MCF7 cells were transfected with the human METCAM/MUC18 cDNA to obtain G418-resistant clones which expressed the protein and were used for testing effects of human METCAM/MUC18 expression on in vitro motility and invasiveness, and in vitro and in vivo tumorigenesis. Both MDA-MB-231 and MDA-MB-468 cells already expressed METCAM/MUC18. They were directly used for in vitro tests in the presence and absence of an anti-METCAM/MUC18 antibody.

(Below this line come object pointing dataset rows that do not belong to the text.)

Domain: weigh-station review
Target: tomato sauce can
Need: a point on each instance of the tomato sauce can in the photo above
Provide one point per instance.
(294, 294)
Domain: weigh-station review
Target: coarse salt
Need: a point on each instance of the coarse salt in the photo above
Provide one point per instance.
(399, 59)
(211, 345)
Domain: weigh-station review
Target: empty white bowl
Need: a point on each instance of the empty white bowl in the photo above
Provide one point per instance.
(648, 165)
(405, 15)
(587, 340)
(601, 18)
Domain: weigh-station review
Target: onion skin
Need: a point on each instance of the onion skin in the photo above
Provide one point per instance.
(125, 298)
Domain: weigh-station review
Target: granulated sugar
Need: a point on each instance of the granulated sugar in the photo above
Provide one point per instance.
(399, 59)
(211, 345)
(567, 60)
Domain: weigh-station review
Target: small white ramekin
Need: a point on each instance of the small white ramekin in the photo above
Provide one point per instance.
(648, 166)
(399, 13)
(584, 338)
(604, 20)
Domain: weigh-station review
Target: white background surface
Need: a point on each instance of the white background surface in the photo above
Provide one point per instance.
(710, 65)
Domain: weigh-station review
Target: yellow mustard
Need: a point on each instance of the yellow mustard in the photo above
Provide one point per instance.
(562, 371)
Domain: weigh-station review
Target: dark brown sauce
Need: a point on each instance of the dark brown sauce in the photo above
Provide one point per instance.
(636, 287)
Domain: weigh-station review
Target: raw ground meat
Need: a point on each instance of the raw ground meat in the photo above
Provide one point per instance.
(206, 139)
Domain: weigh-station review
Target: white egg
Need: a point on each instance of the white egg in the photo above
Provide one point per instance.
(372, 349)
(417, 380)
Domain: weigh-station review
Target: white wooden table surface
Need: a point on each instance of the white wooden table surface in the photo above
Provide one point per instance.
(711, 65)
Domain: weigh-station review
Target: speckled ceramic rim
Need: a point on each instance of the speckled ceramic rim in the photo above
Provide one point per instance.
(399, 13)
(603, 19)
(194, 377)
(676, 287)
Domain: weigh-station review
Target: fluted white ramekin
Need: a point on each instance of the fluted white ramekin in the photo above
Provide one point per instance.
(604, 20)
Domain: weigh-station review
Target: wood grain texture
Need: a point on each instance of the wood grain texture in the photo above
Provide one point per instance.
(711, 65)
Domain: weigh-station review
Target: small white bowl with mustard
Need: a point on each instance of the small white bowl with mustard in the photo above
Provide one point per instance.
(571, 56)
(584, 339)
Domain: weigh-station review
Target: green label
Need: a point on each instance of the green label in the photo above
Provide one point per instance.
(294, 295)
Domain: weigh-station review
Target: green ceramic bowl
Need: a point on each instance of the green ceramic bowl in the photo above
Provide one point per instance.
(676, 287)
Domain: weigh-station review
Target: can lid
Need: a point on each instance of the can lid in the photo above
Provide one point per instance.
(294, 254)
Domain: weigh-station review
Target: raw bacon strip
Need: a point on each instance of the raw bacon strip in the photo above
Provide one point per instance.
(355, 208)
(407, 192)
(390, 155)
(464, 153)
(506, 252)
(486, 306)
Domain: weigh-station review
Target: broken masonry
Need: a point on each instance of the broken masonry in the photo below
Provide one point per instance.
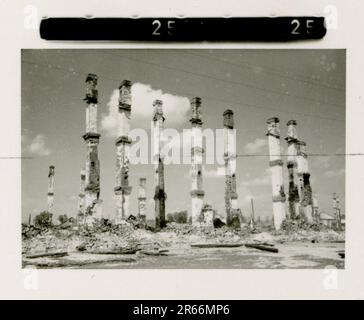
(93, 203)
(50, 194)
(197, 193)
(142, 199)
(233, 213)
(293, 192)
(122, 188)
(304, 185)
(158, 158)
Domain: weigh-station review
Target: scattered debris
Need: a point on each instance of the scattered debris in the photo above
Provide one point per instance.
(261, 247)
(341, 253)
(47, 254)
(218, 223)
(216, 245)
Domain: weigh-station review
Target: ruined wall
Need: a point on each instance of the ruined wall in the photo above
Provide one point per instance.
(142, 199)
(304, 185)
(293, 192)
(81, 195)
(122, 188)
(197, 193)
(231, 196)
(50, 194)
(92, 202)
(159, 194)
(276, 168)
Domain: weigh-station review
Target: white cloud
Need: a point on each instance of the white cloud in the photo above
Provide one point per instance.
(256, 146)
(38, 146)
(175, 108)
(332, 173)
(322, 162)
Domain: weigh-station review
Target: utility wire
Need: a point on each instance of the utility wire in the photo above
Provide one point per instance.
(224, 80)
(267, 70)
(230, 102)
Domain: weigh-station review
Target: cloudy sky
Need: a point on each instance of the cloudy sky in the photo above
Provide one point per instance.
(305, 85)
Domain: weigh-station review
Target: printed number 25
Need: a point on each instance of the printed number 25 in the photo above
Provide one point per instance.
(296, 24)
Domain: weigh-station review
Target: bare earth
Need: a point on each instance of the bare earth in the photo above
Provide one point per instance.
(298, 250)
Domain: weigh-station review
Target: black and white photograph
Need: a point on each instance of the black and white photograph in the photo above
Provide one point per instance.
(183, 158)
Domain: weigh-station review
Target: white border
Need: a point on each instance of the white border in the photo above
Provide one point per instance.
(178, 284)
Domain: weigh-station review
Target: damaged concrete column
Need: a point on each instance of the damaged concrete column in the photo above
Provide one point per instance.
(81, 195)
(304, 186)
(197, 193)
(122, 188)
(50, 194)
(159, 195)
(293, 192)
(142, 199)
(231, 197)
(208, 216)
(93, 204)
(276, 167)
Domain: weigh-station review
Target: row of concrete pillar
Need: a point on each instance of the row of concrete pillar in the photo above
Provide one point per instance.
(90, 205)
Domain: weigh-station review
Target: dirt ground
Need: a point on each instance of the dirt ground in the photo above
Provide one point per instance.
(128, 247)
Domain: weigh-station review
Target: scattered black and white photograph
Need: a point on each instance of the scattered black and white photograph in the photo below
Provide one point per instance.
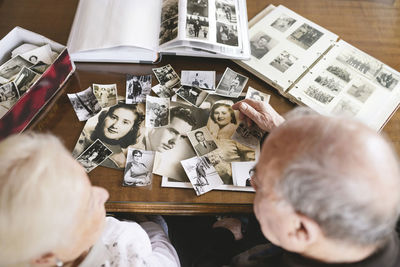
(346, 108)
(94, 155)
(248, 136)
(260, 44)
(283, 23)
(198, 78)
(166, 76)
(202, 174)
(25, 79)
(157, 112)
(257, 95)
(227, 34)
(106, 94)
(283, 61)
(197, 7)
(85, 104)
(197, 27)
(139, 167)
(318, 95)
(327, 81)
(8, 95)
(361, 90)
(231, 84)
(137, 88)
(305, 36)
(387, 79)
(241, 173)
(202, 141)
(340, 72)
(12, 67)
(193, 95)
(225, 11)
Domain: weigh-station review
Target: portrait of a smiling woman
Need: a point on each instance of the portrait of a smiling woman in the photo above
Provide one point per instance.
(117, 127)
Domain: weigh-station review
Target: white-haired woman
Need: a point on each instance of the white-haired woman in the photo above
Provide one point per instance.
(51, 215)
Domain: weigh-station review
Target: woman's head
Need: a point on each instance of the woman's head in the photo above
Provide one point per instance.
(119, 125)
(48, 208)
(222, 114)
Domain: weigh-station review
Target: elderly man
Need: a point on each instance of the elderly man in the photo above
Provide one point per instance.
(327, 192)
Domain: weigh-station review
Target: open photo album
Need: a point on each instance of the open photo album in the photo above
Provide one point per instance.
(310, 66)
(141, 31)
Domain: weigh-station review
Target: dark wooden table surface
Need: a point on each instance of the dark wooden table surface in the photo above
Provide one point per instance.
(372, 26)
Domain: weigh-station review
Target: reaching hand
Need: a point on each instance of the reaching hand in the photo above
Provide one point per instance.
(260, 113)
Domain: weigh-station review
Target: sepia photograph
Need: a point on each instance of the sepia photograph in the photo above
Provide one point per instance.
(94, 155)
(137, 88)
(361, 90)
(25, 79)
(139, 167)
(231, 84)
(305, 36)
(106, 94)
(85, 104)
(198, 78)
(117, 127)
(283, 23)
(166, 76)
(283, 61)
(318, 95)
(260, 44)
(196, 27)
(225, 11)
(202, 174)
(257, 95)
(227, 34)
(157, 112)
(193, 95)
(202, 141)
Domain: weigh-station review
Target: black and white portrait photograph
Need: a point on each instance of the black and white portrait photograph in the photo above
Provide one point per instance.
(202, 174)
(283, 23)
(8, 95)
(260, 44)
(317, 94)
(85, 104)
(257, 95)
(283, 61)
(387, 79)
(166, 76)
(242, 172)
(106, 94)
(193, 95)
(157, 112)
(139, 167)
(197, 7)
(196, 27)
(117, 127)
(225, 11)
(198, 78)
(231, 83)
(227, 34)
(94, 155)
(137, 87)
(305, 36)
(202, 141)
(25, 79)
(361, 90)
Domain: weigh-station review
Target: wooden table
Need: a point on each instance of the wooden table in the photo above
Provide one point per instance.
(372, 26)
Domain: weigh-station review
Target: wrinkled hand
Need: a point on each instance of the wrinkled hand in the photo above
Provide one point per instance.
(260, 113)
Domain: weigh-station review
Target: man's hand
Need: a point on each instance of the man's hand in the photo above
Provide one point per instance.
(260, 113)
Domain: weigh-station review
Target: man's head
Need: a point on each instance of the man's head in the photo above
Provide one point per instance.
(326, 179)
(166, 138)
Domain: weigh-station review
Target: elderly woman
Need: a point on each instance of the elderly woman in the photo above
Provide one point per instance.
(50, 214)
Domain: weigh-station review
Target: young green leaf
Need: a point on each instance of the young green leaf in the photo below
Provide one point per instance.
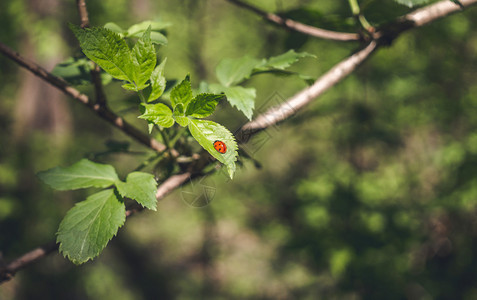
(240, 97)
(114, 28)
(233, 71)
(158, 38)
(203, 105)
(107, 49)
(140, 187)
(182, 93)
(89, 225)
(141, 27)
(82, 174)
(158, 82)
(179, 115)
(158, 114)
(207, 132)
(285, 60)
(144, 59)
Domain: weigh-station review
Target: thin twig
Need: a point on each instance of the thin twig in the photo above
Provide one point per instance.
(339, 72)
(63, 86)
(95, 72)
(300, 27)
(7, 272)
(297, 102)
(415, 19)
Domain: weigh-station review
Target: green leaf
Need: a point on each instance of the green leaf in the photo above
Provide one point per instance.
(140, 187)
(107, 49)
(233, 71)
(89, 225)
(242, 98)
(182, 93)
(144, 59)
(411, 3)
(158, 82)
(114, 28)
(286, 59)
(207, 132)
(141, 27)
(158, 38)
(82, 174)
(203, 105)
(158, 114)
(179, 115)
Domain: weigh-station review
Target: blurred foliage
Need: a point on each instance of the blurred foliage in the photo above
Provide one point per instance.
(369, 193)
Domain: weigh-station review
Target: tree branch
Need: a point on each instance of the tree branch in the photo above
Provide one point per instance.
(101, 111)
(299, 27)
(275, 115)
(418, 18)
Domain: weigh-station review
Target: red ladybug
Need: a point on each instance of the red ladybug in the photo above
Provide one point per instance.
(220, 146)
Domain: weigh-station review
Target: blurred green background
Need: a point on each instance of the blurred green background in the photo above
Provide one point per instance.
(368, 193)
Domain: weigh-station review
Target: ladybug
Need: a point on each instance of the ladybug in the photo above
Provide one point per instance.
(220, 146)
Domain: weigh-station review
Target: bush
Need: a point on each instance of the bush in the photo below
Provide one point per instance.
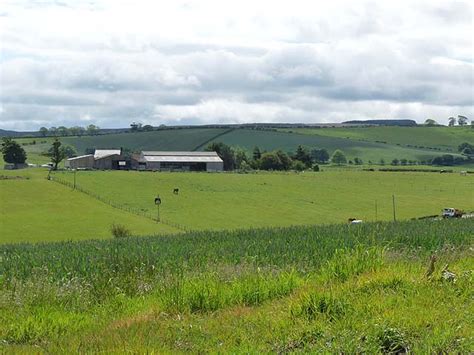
(392, 341)
(298, 165)
(120, 231)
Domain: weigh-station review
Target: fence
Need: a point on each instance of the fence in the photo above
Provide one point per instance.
(119, 206)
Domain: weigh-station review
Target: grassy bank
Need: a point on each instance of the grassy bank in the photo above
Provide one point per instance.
(336, 288)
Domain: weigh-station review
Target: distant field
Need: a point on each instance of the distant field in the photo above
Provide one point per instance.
(270, 140)
(445, 138)
(411, 143)
(176, 139)
(33, 209)
(223, 201)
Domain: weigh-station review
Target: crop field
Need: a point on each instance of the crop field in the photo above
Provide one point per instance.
(230, 201)
(337, 289)
(34, 209)
(445, 138)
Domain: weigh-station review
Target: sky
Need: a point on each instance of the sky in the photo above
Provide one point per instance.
(112, 62)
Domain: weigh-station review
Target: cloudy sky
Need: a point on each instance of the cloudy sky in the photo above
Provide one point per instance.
(195, 62)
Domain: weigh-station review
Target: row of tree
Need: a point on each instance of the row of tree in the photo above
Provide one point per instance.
(69, 131)
(303, 158)
(460, 120)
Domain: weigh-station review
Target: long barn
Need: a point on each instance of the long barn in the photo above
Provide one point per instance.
(184, 161)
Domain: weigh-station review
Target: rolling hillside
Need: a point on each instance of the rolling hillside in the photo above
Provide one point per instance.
(444, 138)
(367, 143)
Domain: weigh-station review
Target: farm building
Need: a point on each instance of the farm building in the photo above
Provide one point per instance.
(104, 159)
(184, 161)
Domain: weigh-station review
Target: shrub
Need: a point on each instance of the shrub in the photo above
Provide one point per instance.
(120, 231)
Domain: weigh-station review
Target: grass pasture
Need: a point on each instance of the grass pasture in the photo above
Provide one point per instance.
(33, 209)
(367, 143)
(445, 138)
(336, 289)
(231, 201)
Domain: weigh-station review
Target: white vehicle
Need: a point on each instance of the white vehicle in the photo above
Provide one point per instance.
(451, 213)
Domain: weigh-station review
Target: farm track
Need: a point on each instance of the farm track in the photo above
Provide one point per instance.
(121, 207)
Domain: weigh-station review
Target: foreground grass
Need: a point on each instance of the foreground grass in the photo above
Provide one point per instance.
(329, 289)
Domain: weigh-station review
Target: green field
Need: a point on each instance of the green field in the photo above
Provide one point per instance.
(333, 289)
(258, 262)
(33, 209)
(221, 201)
(445, 138)
(411, 143)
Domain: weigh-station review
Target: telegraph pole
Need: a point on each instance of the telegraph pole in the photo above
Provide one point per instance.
(393, 205)
(157, 203)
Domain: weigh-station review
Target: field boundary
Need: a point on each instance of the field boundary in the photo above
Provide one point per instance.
(213, 138)
(118, 206)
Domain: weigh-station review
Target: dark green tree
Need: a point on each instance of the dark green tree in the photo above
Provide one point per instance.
(462, 120)
(12, 152)
(256, 154)
(320, 155)
(338, 157)
(430, 122)
(240, 158)
(225, 152)
(43, 131)
(270, 161)
(302, 154)
(285, 160)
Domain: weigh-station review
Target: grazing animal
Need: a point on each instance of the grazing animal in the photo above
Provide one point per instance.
(431, 266)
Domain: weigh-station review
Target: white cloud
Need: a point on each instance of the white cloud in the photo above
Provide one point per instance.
(113, 62)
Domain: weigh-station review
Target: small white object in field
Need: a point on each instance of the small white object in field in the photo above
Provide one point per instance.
(448, 275)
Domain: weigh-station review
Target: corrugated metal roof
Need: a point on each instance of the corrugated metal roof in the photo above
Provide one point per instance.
(178, 154)
(80, 157)
(182, 159)
(102, 153)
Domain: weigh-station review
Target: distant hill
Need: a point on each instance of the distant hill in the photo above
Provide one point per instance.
(367, 142)
(7, 133)
(403, 122)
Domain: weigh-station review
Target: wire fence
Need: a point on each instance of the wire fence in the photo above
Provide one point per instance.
(122, 207)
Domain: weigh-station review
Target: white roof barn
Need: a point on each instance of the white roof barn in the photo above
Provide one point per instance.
(102, 153)
(209, 161)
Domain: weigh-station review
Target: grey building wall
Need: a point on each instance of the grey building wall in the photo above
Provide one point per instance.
(215, 166)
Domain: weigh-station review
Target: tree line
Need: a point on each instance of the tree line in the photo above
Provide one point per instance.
(303, 158)
(63, 131)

In MCF7 cells, enforced METCAM/MUC18 expression increased in vitro motility, invasiveness, anchorage-independent colony formation (in vitro tumorigenesis), and in vivo tumorigenesis. In both MDA-MB-231 and MDA-MB-468 cells, the anti-METCAM/MUC18 antibody inhibited both motility and invasiveness. Though both MDA-MB-231 and MDA-MB-468 cells established a disorganized growth in 3D basement membrane culture assay, the introduction of the anti-METCAM/MUC18 antibody completely destroyed their growth in the 3D culture.


These findings support the notion that human METCAM/MUC18 expression promotes the progression of human breast cancer cells by increasing their motility, invasiveness and tumorigenesis.